[Xapian-discuss] omindex hangs while scanning (update)

Olly Betts olly at survex.com
Mon Jul 6 04:40:08 BST 2009


There's no need to cc: me on mailing list replies.

On Sun, Jul 05, 2009 at 11:57:56PM +0200, Elke + Rolf Koehling wrote:
> My problem comes running the omindex.exe under windows and the html 
> files did have
> the windows line terminator ( CR / LF ). Converting the to the unix line 
> terminator (LF )
> the software was running fine. The bug is the file loadfile.cc
> 
>     while (n) {
>         int c = read(fd, blk, min(n, sizeof(blk)));
>         cout << "### read " << c << endl;
>         if (c < 0) {
> 
> The problem is the  read() call which returns for my file off 592 bytes 
> with windows encoding (cr/lf)
> only 570 bytes. I have changed the code to "if( c <= 0)" and it works 
> for me.

Ah, so you're using Cygwin's automatic end of line translation mode,
which means there's less data to read than stat() reports?

This code is also broken if the file gets truncated by another process
between us reading the size and reading the data, and your fix is about
right (we shouldn't check for EINTR in the EOF case. but IIRC you don't
get EINTR on MS Windows).  This is what I've committed:

http://trac.xapian.org/changeset/12995/trunk/xapian-applications/omega/loadfile.cc

> After this was done I encountered another problem with my windows file 
> names which start with "D:"
> and have " " (blanks) in there file or directory names.

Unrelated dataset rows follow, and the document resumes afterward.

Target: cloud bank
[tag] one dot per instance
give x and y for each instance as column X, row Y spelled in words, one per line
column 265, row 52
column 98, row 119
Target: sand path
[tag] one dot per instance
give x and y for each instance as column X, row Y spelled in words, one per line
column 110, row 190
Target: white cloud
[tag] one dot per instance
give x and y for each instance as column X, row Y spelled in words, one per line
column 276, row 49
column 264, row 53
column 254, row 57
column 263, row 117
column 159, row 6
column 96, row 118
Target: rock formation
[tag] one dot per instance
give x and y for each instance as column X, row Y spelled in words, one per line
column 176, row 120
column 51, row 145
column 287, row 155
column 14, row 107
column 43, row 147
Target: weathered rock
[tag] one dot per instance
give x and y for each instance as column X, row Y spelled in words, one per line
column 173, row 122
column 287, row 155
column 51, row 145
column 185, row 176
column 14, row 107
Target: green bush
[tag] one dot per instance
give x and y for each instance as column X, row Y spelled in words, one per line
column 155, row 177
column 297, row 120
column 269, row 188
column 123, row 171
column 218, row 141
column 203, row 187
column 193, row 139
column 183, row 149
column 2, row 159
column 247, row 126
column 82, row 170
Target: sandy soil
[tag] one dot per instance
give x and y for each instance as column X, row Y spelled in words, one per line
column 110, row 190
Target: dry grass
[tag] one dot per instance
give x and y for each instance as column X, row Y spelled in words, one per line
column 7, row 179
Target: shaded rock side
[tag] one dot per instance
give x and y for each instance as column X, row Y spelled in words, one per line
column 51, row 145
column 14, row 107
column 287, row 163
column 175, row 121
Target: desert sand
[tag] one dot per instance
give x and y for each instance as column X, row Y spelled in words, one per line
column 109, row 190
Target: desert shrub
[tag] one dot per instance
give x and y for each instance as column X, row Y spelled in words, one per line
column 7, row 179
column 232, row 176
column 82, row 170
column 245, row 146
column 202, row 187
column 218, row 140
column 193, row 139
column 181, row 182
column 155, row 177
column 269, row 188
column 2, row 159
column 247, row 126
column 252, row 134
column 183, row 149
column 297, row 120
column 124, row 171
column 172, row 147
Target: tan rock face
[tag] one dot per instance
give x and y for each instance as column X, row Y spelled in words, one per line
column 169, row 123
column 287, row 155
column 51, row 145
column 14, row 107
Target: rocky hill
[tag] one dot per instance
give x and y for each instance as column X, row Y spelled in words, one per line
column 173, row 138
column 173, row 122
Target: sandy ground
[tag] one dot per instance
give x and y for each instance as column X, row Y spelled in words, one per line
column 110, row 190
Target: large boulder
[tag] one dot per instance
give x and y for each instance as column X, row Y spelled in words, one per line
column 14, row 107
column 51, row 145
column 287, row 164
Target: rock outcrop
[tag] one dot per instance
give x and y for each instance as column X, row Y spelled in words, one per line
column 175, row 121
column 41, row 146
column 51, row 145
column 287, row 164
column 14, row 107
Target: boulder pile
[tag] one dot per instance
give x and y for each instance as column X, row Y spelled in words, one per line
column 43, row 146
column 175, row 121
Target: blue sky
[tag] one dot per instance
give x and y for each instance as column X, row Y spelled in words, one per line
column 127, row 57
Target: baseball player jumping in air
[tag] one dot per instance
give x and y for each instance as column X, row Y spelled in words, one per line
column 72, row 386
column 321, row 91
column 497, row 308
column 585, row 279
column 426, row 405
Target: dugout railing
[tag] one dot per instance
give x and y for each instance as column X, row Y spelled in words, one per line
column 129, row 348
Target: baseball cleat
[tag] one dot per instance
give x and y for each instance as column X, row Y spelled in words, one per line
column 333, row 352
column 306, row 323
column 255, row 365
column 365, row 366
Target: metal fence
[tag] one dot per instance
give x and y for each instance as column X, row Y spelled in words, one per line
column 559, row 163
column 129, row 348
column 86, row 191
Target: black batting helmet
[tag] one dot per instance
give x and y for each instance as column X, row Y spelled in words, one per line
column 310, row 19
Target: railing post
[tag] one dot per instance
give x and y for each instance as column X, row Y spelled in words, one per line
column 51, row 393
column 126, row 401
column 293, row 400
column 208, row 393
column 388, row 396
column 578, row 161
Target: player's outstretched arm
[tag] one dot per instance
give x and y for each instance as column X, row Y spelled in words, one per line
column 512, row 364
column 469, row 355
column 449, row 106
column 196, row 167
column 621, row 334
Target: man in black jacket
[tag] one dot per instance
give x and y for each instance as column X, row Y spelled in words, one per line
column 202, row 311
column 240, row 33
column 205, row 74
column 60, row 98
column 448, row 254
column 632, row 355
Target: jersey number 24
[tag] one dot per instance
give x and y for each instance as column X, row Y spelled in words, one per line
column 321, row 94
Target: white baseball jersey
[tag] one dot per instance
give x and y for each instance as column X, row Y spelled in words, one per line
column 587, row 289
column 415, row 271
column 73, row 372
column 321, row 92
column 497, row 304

After looking at 
> the code I traced this down to
> shell_protect() where I added the following patch - note the ' ' and the 
> ':' . You should check if this
> makes sense to you:
> 
>     if (!isalnum(ch) && strchr("/._- :", ch) == NULL) {

No, that's not the right fix.  The problem here is that we're doing
Unix-style shell escaping, which is wrong for MS Windows.  

Here's my attempt at a better fix, but I'm not able to test this:

http://oligarchy.co.uk/xapian/patches/omindex-windows-shell-protect.patch

Let me know if that helps or not, and I'll commit it if it does.

> The next one came when I tried to index a word document which is done by 
> some external
> program and the output was like:
> 
>     $ antiword.exe -mUTF-8.txt D:/develop/apache22/htdocs/book/word 01.doc
>     ::::::::::::::
>     D:/develop/apache22/htdocs/book/word
>     ::::::::::::::
>     ::::::::::::::
>     01.doc
>     ::::::::::::::
>     I can't open 'D:/develop/apache22/htdocs/book/word' for reading
>     I can't open '01.doc' for reading
> 
> I've seen this before so I changed the code add quotes around the 
> external programm calls
> which in following worked fine.
> 
>     string cmd = "antiword -mUTF-8.txt \"" + shell_protect(file) +"\"";

This should be addressed by the patch above.

> As I was already working with the code I have added a very small - but 
> for me very handy - feature
> to skip some special directories while scanning. In addition to the 
> documentation in the directory itself
> we have older versions in directories names 'archiv' which I did not 
> want to index. So I added
> the commandline option "-x" and at line 639 the following code:
>             if( url.compare( skipdir ) == 0 )
>             {
>                 cout << "skipping dir " << file << endl;
>                 continue;
>             }

That's not going to work though, is it?  You want to check the leafname,
not the URL...

I can see this being generally useful (e.g. ignoring CVS directories)
though perhaps specifying multiple directories should work.  But that
could be added later as you would just accept multiple options to
allow this.

If you want to submit a patch, please create it with "diff -u" or "svn
diff" rather than trying to describe the changes in english - this makes
it much easier to duplicate the changes you've actually tested and to
automatically apply them to a newer version of the sources.  Also,
please try to follow the coding conventions of existing code.

There is more advice here:

http://trac.xapian.org/browser/trunk/xapian-core/HACKING#L958

> The last problem I now have to solve is with catdoc, where I always have 
> the problem that
> the software has problems to find the file ascii.spc.  Do you have some 
> hints how to setup
> the program under windows or for some other program?

I don't, but try pasting the error message you get into Google and see
if you can find someone else with the same problem who found a fix.

Cheers,
    Olly



More information about the Xapian-discuss mailing list